I leave him with Vic and head inside for the first time. I find my dad puttering around in the kitchen. “There’s my sweet Dolly blue eyes,” he says.
“Things don’t look too bad here,” I say. The kitchen and the living area make up most of the ground floor. My dad’s bedroom is right off the kitchen, and it will take me no time to change his sheets and tidy that up. A flight of stairs that’s always seemed too close to the refrigerator leads upstairs to Christopher’s room and the one Patsy and I used to share. Gus stays up there when we visit, which is probably where he is now, relishing some rare alone time in this house. I’ll have the partially burnt sleeping porch out back all to myself.
I drop my groceries on the table and wander out to the sleeping porch to assess the damage. The screens are filthy with soot but seem savable. The wood needs to be sanded and repainted. I’ll need a new mattress and bedding, but the old iron daybed just needs a wipe-down. I can fix this, I think. I can do it in the mornings before the fish house and after dinner. My grandmother Maud’s old Singer sewing machine is unharmed in the corner. Entirely made of metal, it’s from the early 1900s, with foot pedals that move the needle up and down. She used to say it was harder to learn than the violin, but once you got it, it was twice as beautiful.
My dad’s watching me from the doorway. “This is all fixable,” I say.
He breathes out a heavy sigh, like he’s been waiting all day for my verdict. “Thank you, darlin’,” he says. “Are you really staying all summer?”
This is a question that produces mixed feelings in my dad. Like deep, thirty-year-old mixed feelings. I can see it in his eyes and in his unnaturally neutral expression. Like he’s trying to wipe all the preference from his face. He wants me to stay because he needs my help. Managing the house and the store and Christopher is no joke, and until I left for Boston, we divided the load pretty evenly. But he doesn’t want me to stay, because he feels guilty taking my help.
“Yep. I’m here for the summer. Gus wasn’t so excited about the kids who are playing summer baseball anyway, and I was telling him about that lifeguarding camp here. Kim and Layla are going to stop by the apartment to bring in my mail and deal with Fern.” I pull out my phone to show him a picture that he’s seen before. Fern is majestic, hanging in the corner of my living room.
“And you’re telling me that’s all you’re leaving behind?

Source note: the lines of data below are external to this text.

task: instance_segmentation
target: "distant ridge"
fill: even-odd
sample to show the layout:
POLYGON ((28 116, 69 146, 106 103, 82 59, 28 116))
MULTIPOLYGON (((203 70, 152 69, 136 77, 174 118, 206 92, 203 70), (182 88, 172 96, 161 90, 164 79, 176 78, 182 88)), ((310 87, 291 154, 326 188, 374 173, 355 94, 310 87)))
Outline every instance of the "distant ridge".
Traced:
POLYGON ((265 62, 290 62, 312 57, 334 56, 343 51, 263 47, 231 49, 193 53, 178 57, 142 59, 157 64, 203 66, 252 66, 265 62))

Mail and a fern?”
“I’ll miss a couple of barbecues. Really, Dad, I’m glad to be here. Gus’s friends have sort of gone off the rails, and he’s been keeping to himself. It’ll be good to air him out a little.” I reach out for his arm. “Really. And I’m glad to work at the store.”
“Okay, well, thank you,” he says. “It’s a relief. I’m not sure I can count on Rikki Clark. Apparently, he joined a band.” He huffs a sound like following that kind of dream is pure tomfoolery. “Maybe four days a week?”